Hemagglutinin lateral distribution was measured as follows. For each sample, ∼4000 virions were identified, and square regions were selected in the interior of the virus on two-dimensional projection in transmission electron microscopy images. These regions of the image contain information on the top and bottom of the viral envelope as well as the interior contents. A radially averaged Fourier spectrum was computed for each image (see Materials and Methods for details and Fig. S1 in the Supporting Material for illustration), and these one-dimensional spectra were averaged to yield a single average radial distribution for the sample (Fig. 3). Error analysis was performed via 1000-fold bootstrap resampling. Samples at each cholesterol condition were also prepared with anti-HA Fab fragments bound, and radial distribution spectra were computed via an identical procedure. Fig. 3 b shows an overlay of spectra for unmodified virus with and without Fab. The increased density in the peak at 84–97 Å separation with Fab treatment allows assignment of the hemagglutinin density to that peak, although other viral components may make up a portion of the peak as well. This spacing corresponds roughly to the glycoprotein spike spacing value of 110 Å reported previously (34), particularly because this value lumps HA and neuraminidase spikes together. This distribution is also consistent with the distribution of glycoprotein spacing reported in a second tomographic study (47).

Figure 3.

Figure 3

Radial distribution functions showing hemagglutinin spatial distribution in response to cholesterol. (a) Average radial distributions of electron density plotted for unmodified virus, cholesterol-depleted virus with either 10 or 20 mM MβCD, and cholesterol-replenished virus. Lateral shifts in the peak at 84–97 Å show changes in hemagglutinin nearest-neighbor distances. (b) Average radial distribution functions of electron density plotted for unmodified virus and cholesterol-depleted virus with and without bound Fab fragments. The increase in density at the 94 Å peak allows assignment of hemagglutinin density to this peak. Confidence intervals of 95% computed via bootstrap resampling as well as confidence intervals for individual virions are plotted in Fig. S2.

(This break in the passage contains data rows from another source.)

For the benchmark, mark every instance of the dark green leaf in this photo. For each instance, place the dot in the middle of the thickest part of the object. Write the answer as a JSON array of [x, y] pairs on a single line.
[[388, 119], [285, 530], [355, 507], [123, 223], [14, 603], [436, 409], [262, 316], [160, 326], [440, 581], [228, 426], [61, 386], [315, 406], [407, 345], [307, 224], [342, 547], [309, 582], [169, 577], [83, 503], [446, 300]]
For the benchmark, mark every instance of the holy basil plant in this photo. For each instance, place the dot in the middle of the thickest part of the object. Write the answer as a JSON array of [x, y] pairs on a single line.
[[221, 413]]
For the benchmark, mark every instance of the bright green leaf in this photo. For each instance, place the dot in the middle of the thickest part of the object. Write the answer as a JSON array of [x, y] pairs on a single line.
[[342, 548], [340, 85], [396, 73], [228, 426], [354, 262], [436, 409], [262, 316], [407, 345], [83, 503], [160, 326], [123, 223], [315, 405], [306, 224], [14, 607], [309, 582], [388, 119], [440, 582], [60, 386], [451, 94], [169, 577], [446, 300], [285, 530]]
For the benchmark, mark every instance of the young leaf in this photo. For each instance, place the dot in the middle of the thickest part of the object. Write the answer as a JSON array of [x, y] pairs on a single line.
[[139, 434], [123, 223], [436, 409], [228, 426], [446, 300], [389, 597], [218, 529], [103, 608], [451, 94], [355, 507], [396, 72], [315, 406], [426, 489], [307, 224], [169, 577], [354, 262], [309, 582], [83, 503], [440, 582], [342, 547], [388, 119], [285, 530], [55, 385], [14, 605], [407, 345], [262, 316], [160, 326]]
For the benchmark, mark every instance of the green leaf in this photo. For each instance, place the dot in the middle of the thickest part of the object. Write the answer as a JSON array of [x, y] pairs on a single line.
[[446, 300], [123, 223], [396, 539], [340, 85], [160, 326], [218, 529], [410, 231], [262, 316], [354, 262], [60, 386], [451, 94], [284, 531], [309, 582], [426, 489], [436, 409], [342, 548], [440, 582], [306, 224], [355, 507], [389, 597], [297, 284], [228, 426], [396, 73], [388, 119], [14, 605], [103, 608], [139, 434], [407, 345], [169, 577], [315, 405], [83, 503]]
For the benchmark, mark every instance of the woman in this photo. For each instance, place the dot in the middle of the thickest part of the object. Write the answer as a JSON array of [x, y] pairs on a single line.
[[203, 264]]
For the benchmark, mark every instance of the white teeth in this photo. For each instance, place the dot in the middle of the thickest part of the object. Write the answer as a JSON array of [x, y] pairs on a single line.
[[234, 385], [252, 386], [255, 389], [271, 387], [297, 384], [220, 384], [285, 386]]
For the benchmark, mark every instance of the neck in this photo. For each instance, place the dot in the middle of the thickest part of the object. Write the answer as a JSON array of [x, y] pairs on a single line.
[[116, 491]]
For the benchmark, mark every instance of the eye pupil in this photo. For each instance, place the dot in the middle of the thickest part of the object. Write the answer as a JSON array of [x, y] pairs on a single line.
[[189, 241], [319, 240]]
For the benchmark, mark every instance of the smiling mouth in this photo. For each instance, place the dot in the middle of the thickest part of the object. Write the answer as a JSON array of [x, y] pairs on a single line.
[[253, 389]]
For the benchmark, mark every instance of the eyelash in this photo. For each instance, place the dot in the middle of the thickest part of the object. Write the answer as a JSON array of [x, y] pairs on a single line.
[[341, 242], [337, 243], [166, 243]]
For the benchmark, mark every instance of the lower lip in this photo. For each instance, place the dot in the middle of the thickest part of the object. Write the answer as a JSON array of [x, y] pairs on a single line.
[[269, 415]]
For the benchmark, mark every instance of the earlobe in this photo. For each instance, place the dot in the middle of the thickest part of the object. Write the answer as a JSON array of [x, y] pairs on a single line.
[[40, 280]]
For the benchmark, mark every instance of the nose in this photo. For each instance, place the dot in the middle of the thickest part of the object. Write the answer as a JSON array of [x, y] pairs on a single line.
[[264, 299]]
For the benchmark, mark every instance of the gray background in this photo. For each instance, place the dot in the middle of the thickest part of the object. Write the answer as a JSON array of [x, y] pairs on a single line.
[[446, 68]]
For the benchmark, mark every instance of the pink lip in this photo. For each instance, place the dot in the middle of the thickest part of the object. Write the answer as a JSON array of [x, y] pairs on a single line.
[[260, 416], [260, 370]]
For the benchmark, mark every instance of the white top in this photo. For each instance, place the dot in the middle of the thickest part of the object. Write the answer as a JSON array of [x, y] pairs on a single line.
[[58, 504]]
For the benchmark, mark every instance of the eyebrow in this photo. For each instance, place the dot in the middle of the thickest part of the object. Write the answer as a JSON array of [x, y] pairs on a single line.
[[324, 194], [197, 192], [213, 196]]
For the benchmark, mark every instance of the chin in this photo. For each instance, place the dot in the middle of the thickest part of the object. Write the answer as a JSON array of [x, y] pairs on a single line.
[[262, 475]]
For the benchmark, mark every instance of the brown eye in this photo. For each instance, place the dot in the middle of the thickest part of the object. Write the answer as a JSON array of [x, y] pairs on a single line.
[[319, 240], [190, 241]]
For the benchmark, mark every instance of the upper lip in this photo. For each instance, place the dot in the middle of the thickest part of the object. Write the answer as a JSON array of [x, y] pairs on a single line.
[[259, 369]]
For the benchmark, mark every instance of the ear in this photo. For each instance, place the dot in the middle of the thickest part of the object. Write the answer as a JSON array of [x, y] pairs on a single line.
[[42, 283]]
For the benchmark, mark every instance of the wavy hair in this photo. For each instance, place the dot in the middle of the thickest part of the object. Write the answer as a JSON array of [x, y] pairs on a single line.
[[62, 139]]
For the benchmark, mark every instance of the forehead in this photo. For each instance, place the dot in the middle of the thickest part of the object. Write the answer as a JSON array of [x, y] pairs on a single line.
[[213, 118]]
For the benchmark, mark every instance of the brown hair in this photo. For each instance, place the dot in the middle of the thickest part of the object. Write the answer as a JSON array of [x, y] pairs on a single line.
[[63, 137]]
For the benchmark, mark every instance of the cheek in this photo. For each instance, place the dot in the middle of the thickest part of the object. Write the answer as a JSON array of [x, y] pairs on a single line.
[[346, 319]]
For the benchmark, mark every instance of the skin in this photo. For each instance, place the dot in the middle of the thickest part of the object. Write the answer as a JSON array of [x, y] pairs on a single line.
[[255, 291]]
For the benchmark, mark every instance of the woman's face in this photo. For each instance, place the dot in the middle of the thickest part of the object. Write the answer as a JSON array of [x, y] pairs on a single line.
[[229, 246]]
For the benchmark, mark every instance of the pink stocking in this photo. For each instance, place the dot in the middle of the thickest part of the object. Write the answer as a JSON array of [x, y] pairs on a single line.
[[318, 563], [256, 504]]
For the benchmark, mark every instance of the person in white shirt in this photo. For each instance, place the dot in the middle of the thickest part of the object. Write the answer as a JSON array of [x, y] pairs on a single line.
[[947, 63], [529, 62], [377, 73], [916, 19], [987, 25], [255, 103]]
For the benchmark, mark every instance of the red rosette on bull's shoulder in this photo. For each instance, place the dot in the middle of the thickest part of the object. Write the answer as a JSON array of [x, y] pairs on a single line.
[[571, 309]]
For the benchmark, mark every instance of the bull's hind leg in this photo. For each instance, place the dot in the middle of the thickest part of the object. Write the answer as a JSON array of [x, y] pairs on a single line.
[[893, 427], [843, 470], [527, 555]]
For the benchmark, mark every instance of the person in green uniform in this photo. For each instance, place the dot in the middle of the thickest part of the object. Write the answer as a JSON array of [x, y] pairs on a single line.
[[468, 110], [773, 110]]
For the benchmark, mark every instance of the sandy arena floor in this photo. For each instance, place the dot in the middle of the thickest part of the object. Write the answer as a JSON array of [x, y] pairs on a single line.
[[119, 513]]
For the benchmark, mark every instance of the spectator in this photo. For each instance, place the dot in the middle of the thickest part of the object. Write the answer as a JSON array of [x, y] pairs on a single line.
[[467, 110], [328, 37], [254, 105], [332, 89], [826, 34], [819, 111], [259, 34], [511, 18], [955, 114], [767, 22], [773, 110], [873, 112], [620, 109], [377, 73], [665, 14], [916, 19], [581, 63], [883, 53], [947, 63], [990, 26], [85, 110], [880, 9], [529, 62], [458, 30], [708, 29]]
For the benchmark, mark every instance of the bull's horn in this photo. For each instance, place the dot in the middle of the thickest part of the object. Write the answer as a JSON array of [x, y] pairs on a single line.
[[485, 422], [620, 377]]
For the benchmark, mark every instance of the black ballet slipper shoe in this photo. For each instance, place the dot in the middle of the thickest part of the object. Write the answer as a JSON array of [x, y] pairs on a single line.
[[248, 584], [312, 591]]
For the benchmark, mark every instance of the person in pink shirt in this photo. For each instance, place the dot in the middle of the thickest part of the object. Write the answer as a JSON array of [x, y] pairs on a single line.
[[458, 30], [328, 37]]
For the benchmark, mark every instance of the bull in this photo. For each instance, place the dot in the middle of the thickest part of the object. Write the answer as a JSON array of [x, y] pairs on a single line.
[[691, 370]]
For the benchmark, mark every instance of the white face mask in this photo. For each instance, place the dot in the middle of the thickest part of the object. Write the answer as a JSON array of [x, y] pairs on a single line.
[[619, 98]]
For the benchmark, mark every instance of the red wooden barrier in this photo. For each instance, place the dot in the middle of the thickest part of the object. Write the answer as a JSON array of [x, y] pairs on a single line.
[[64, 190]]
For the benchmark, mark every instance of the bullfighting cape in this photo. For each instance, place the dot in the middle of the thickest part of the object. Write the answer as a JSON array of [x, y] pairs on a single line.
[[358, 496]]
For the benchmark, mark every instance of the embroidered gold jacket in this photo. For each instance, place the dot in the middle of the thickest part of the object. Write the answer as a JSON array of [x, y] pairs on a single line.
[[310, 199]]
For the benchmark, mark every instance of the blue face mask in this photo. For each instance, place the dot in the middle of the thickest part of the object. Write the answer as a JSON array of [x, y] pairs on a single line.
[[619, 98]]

Using this assignment of HA density, the shift in radial distribution spectra with cholesterol extraction can be interpreted in terms of changes to HA spatial distribution. Although the radial distribution function is computed from a cross section of the virus, the high electron density of HA relative to other viral components, and particularly the abundance of HA relative to other proteins in the viral envelope, makes this a reasonable approximation (48). In unmodified X-31 virus, the mode of the HA-HA distribution peak lies at 94 Å (Fig. 3 a), close to the value of 110 Å for the average glycoprotein spacing distance reported from hand-labeling of tomographic data (34). The mode of the HA-HA distribution shifts to 84 Å in cholesterol-depleted virus (2% cholesterol remaining) and shifts back to 97 Å in cholesterol-replenished virus (cholesterol 144% of unmodified virus). Intermediate cholesterol extraction using 10 mM instead of 20 mM MβCD results in an intermediate shift of the HA-HA distribution mode, to 89 Å. Accompanying error analyses are plotted in Fig. S2, and HA-HA distributions are plotted for unmodified virus versus cholesterol extraction with 5, 10, and 20 mM using a second viral lot in Fig. S3. The computed Fourier spectra primarily capture nearest-neighbor distance; higher-order neighbor distances overlap with other portions of the spectrum and are either not as regular (and thus would be not visible in the averaged spectra) or not resolvable. Together, these data indicate that the average HA-HA separation decreases upon cholesterol extraction from the X-31 influenza viral envelope and then expands again upon readdition of cholesterol.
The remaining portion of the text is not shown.